Zero and the empty sequence are considered false; everything else is true. I don't see much point in having boolean values in a dynamically typed language. In Scheme, the main use for #t and #f in practice seemed to be to provide return values for exceptional cases (e.g. a function that normally returned an integer might return #f on failure). I prefer to pass success and failure continuations to the function in these cases. For example:

(parse-integer "123"
(\() (write "Parsing failed."))
(\(n) (write "Success!")))

Another benefit to eliminating #t and #f is that (come the compiler) there is more room for tagged representations of other simple types.

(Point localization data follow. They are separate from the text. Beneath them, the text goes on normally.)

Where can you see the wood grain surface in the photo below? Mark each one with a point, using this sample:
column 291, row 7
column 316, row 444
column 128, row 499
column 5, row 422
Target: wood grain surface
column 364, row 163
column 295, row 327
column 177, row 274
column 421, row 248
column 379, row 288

A pragmatic approach to macro hygiene


Shlisp is a lisp-1 (i.e. functions and variables share the same namespace), so there is potentially an issue with unhygienic macros. Hygienic macro systems are nice, but I don't feel up to implementing one at the moment. Instead, I've added the ‘global’ special form for explicitly accessing symbols in the global environment. The following expressions illustrate how it is used:

(let ((+ -)) (+ 1 2)) => -1
(let ((+ -)) ((global +) 1 2)) => 3

‘global’ works for functions and macros, but not special forms. The upshot of all this is that well-written macros can be guaranteed to work so long as none of the special forms they use have been shadowed by other bindings. This is an improvement over Common Lisp, where well-written macros can only be guaranteed to work so long as none of the special forms or functions or variables they use have been shadowed. Shlisp is lexically scoped, so I do not think there should be any problem implementing ‘global’ efficiently in a compiler.

Very basic support for generic functions


I wanted to find some sort of middle ground between Scheme (no support for generic functions) and Common Lisp (very elaborate support). Although I'd like to add a proper generic function system at some point, I don't want to have to have it built into the language (the amount of C++ code needs to be kept to a minimum). Currently, I've settled on the following solution. Any function may raise a BADARGS error if given an argument list which it can't handle. Functions also have a delegates property, which is a list of functions. If a BADARGS error is raised, the argument list is passed to each of the delegate functions in turn, until one of the functions executes without raising BADARGS. This alone is enough to implement simple generic functions. I expect that in the future, the delegates list for a generic function will contain a single delegate that implements a more sophisticated generic dispatch algorithm.

...and that's it


The interpreter's currently about 2500 lines of C++. I'm hoping that once all of the features I want have been implemented it won't go over 4000 or so. With luck, it won't be necessary to write a garbage collector (since as long as the interpreter can bootstrap the compiler without running out of memory, there's no need).

4 comments:

John Connors said...

The decision to implement on top of sequences rather than lists is interesting. Does this mean you represent code simply as a sequence rather than a list? Or are you still using lists as a concrete implementation of an abastract sequence thing..?

Alex Drummond said...

Code is actually represented as a sequence in the underlying implementation (they're STL vectors in the interpreter). It seems to have surprisingly few consequences -- the big O differences don't really matter much when you're writing macros.

Anonymous said...

I agree that interning strings is not a sufficient argument for implementing symbols. However, I like the slightly more "clean" look it can give to code when doing comparisons. For example (in Ruby syntax) the difference between
if query == "post"
versus
if query == :post
Not a lot of difference, I admit. But what about a reader macro that interprets :post as a one-word string, equivalent to "post" ?

Alex Drummond said...

Currently, you can use "..." for arbitrary symbols and 'foo for symbols which don't contain any obviously inappropriate characters (e.g. spaces, quotes, etc.) So if you're OK with 'foo instead of :foo this shouldn't be too much of an issue.